Effective anti-neu-initiated antitumor responses require the complex role of CD4⁺ T cells

Purpose: Targeting oncogenic receptors with antibodies has been thought to suppress tumor growth mainly by interrupting oncogenic signals. Recently, the essential role for adaptive immunity, and CD8⁺ T cells in particular, has been established as a major factor for anti-HER2/neu-mediated tumor regression. However, the role of CD4⁺ T cells is still being defined. The purpose of this study was to explore whether and to what extent CD4 ⁺ T cells are involved in mediating the effects of anti-HER2/neu therapy. Experimental Design: The role of CD4⁺ T cells was examined using a transplant model of the rat HER2/neu-overexpressing cell line TUBO. Tumor-bearing mice were treated with anti-neu therapy in conjunction with CD4 depletion or CD40L blockade.

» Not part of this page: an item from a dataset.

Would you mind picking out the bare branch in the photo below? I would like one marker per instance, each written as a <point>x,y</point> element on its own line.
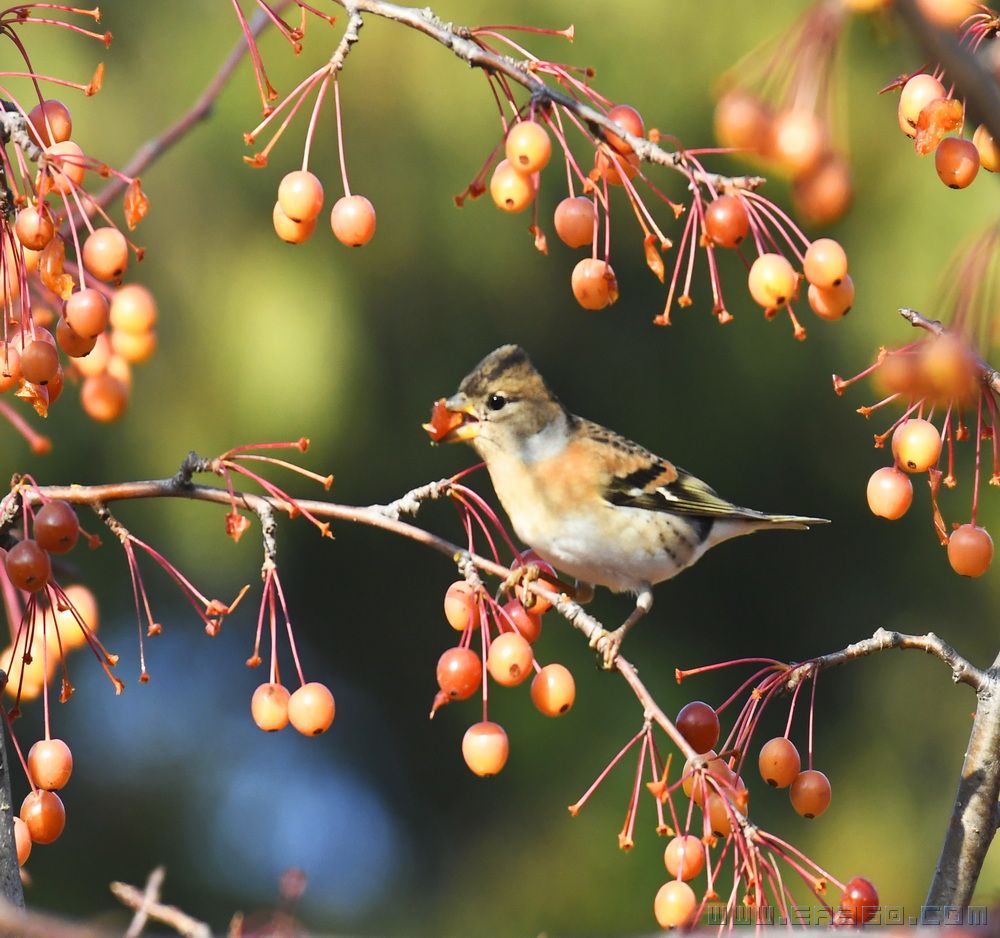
<point>962,671</point>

The effects of CD4 depletion on the antitumor response were examined by tumor growth analysis and enzyme-linked immunospot (ELISPOT). Results: In addition to CD8⁺ T cells, CD4⁺ T cells are also essential for anti-neu antibody-mediated tumor regression, but B cells are not required. The role for CD4⁺ cells is necessary throughout anti-neu therapy and not limited to helping CD8⁺ T cells. Expression of IFN-γ is necessary for anti-neu therapy and IFN-γ induces MHC-II expression inTUBOcells promoting direct recognition byCD4 ⁺ T cells. Furthermore, intratumoral depletion of CD4⁺ T cells or blockade of the activating cell-surface protein CD40L inhibits the antitumor response. Conclusions: This study reveals the essential role of CD4⁺ T cell for anti-neu-mediated tumor regression.